O resultado imediato foi o sucesso de bilheteria ainda maior do Homem-Aranha de Sam Raimi (Columbia/Sony, 2002) e o incrível (haha) Hulk de Ang Lee pela Universal (2003).
Na sequência, as fracas adaptações de Demolidor (2003), Elektra (2005) e Quarteto Fantástico (2005) pela Fox, além do Justiceiro (2004) pela Lions Gate: filmes ruins, mas que renderam uma boa grana na bilheteria.
[quer um panorama mais abrangente sobre o gênero no cinema? Leia aqui]
É provável que a essa altura tenha passado pela cabeça dos executivos da Casa das Ideias que, apesar de estarem ganhando muitos dólares com os acordos de licenciamento (não só dos estúdios, mas também de todo o merchandising advindo do renovado gosto do mercado por suas propriedades), provavelmente estavam deixando de ganhar muito mais se tivessem todo o controle de seus personagens.
Com o Motoqueiro Fantasma já vendido para a Columbia/Sony (estreando em 2007 com Nicolas Cage), só restara para a Marvel a trupe dos Vingadores. Se hoje parece muito, lembre-se que na época o público só tinha olhos para os X-Men e o Homem-Aranha. Homem de Ferro, Capitão América, Thor e cia. iam mal de vendas e de histórias.
Por uns dólares a mais: arrumando a Casa (das Ideias)
De novo, não passa de especulação deste vegetal que vos escreve, mas, de forma consciente ou não, a Marvel deu um tiro certeiro ao designar o então promissor Brian Michael Bendis para revigorar a revista dos Vingadores.

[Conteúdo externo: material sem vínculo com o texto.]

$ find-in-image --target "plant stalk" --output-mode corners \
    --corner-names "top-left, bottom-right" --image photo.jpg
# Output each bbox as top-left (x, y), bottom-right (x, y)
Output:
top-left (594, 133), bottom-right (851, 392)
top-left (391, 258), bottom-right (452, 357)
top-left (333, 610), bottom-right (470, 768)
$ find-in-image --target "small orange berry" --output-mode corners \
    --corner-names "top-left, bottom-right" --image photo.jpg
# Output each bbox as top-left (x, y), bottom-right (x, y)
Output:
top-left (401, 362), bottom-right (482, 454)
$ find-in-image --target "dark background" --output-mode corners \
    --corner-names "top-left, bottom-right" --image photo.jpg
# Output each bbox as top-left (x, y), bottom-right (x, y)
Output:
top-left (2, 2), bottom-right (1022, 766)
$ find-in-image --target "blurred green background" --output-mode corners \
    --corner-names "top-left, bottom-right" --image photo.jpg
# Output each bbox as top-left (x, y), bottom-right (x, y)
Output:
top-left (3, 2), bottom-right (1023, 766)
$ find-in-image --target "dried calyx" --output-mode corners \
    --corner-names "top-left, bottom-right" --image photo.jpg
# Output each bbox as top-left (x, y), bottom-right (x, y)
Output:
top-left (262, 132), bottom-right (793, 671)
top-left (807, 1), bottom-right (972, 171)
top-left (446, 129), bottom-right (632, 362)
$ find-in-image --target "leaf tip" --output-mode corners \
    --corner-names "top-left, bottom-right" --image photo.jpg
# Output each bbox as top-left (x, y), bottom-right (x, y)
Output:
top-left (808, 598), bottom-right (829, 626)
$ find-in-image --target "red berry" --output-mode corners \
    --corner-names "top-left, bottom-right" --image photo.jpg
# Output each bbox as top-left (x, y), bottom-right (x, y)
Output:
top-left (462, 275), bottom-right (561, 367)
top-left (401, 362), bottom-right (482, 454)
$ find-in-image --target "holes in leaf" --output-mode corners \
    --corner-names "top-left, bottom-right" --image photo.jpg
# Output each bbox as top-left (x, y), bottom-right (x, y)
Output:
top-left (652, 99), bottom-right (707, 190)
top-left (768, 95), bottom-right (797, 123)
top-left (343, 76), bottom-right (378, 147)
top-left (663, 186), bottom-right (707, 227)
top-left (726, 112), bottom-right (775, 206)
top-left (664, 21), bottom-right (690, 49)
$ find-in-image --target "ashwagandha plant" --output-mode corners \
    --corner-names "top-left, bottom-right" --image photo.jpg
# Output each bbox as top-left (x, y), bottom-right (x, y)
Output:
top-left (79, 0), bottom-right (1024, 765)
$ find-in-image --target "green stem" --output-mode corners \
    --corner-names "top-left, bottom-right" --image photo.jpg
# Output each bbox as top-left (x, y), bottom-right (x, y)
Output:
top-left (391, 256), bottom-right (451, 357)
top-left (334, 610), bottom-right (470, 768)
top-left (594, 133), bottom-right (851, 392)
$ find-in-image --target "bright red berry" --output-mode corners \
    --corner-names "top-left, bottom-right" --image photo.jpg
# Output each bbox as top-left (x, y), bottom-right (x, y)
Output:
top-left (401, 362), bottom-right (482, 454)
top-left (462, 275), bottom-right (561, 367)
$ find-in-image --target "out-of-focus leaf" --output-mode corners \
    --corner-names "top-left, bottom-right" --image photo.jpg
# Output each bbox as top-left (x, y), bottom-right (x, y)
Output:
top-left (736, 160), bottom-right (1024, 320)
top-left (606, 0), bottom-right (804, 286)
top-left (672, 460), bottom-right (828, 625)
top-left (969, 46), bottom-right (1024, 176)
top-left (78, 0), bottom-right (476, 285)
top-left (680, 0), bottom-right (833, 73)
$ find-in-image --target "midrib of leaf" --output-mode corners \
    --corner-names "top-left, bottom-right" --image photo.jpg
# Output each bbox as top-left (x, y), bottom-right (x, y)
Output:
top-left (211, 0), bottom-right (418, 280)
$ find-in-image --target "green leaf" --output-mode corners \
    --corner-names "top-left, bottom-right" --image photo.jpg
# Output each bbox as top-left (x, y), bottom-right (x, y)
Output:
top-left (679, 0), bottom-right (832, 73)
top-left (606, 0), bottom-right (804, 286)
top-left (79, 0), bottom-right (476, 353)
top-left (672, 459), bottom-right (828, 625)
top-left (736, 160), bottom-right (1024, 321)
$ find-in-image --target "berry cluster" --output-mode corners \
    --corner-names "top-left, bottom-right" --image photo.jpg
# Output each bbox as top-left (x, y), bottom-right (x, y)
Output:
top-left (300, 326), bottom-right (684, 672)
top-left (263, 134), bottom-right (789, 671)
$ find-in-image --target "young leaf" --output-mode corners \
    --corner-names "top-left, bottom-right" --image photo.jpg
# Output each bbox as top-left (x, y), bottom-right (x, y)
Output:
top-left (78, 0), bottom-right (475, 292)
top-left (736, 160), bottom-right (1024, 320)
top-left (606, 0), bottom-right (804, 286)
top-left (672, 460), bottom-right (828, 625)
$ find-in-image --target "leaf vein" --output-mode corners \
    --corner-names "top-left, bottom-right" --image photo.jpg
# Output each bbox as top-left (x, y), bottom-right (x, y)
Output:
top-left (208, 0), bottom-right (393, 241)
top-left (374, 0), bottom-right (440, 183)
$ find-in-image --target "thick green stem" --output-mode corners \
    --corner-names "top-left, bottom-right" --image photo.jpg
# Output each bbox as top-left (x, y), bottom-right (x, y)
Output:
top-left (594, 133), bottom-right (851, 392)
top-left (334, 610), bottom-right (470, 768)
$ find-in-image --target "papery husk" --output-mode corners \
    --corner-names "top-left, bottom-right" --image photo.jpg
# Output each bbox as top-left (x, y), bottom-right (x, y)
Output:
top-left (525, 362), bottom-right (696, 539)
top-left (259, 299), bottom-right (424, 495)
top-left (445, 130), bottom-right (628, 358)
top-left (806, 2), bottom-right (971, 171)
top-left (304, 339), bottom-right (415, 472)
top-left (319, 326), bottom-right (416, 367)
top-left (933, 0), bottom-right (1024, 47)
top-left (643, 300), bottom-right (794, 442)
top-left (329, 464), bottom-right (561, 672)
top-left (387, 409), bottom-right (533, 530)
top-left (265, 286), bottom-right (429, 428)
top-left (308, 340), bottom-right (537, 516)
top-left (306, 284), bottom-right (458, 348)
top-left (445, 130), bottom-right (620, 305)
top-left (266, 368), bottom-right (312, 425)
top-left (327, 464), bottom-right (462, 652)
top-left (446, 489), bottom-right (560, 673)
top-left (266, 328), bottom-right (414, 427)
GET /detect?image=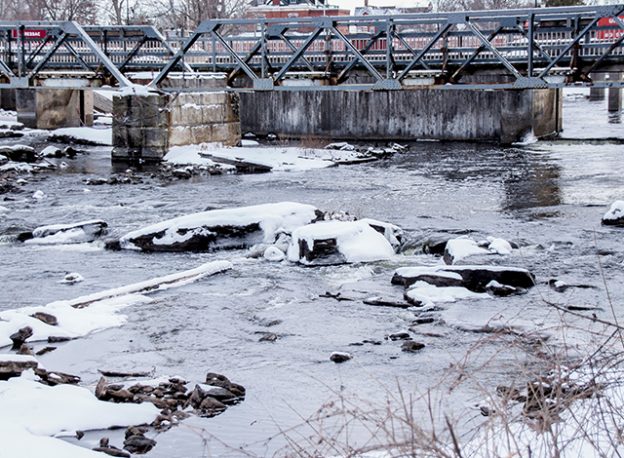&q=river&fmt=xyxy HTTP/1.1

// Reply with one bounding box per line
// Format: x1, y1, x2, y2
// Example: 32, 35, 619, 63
0, 89, 623, 457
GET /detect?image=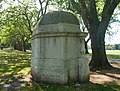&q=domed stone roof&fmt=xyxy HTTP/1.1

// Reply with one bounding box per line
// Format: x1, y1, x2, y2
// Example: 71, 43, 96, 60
38, 11, 79, 25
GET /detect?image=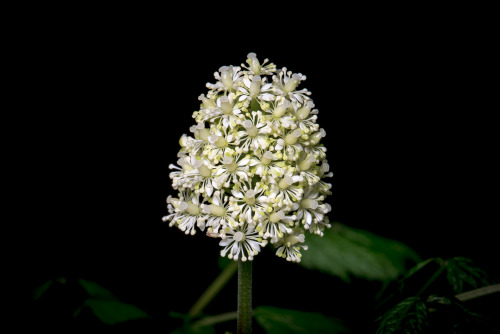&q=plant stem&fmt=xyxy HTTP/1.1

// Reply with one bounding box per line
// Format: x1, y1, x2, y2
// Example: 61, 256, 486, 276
188, 261, 238, 317
455, 283, 500, 302
193, 311, 237, 327
237, 260, 253, 334
415, 265, 446, 297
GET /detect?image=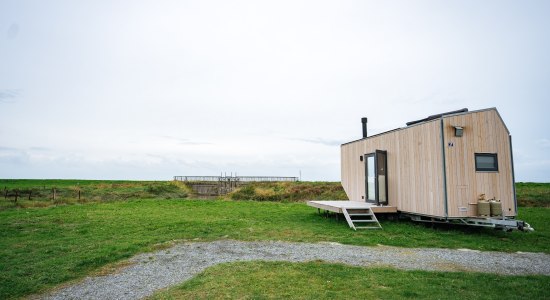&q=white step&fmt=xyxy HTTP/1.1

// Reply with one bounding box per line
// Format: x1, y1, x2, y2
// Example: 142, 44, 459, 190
342, 207, 382, 230
355, 226, 382, 229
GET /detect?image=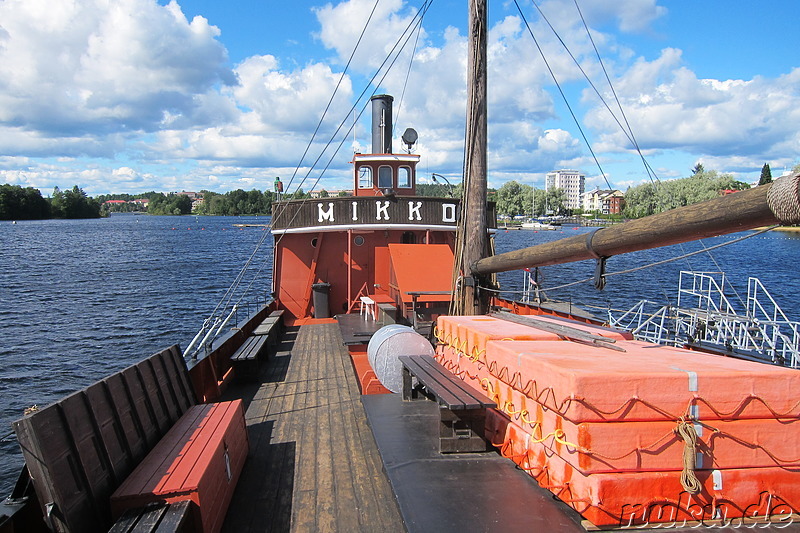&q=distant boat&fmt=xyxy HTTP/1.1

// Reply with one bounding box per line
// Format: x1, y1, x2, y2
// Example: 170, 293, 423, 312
520, 220, 556, 230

Bendis fazia bonito em HQs independentes como Jinx, Torso e Powers e fora contratado pela grande M em 2000 para dar vida à linha Ultimate, uma nova abordagem aos tradicionais heróis Marvel sem o peso da cronologia. O sucesso de sua nova versão do Homem-Aranha o levou ao Universo Marvel regular em 2001, com o Demolidor —que viveu uma de suas melhores fases sob a batuta do careca. Ainda em 2001, o prolífico roteirista ajudou na criação do selo MAX, que trazia histórias mais “adultas” e livres da cronologia principal. Sua série Alias foi novamente aclamada.
Chegamos novamente ao ponto chave que coincide com o fim da primeira leva de filmes de heróis, quando Bendis começou sua fase à frente dos Vingadores com a saga A Queda —um exercício de desconstrução da equipe, que causou barulho com a morte “definitiva” de personagens clássicos (entre eles o Visão e o Gavião Arqueiro, que obviamente voltaram dos mortos algum tempo depois) e plantou as bases para a revigoração da linha editorial entre 2004 e 2005, conduzindo o tradicional time de heróis a uma posição que não ocupava há muito tempo (e que sua versão Ultimate por Mark Millar e Bryan Hitch —Os Supremos— conquistara de primeira): a de mais populares da editora.
À reboque, a Marvel trouxe novos autores para revitalizar o trio principal.
Ed Brubaker ficou com o Capitão América, transformando o escoteiro bandeiroso num personagem rico, cheio de nuances e conflitos, em histórias de ação e espionagem.
O poderoso Thor ficou a cargo de J. M. Straczinski, que reintroduziu o panteão nórdico em Midgard (a nossa Terra) após o Ragnarok (espécie de apocalipse para os deuses vikings) no local mais inusitado (uma cidadezinha do Novo México) e da forma mais inesperada (bem, isso você vai ter que descobrir lendo as primeiras edições, que valem à pena).
[curiosidade: Straczinski, que além de roteirista de quadrinhos também ataca na TV e cinema, criou histórias para o antigo desenho animado dos Caça-fantasmas, com destaque para o episódio que faz ligações com o 1º filme e explica tanto os uniformes coloridos do desenho quanto a amizade com o Geleia]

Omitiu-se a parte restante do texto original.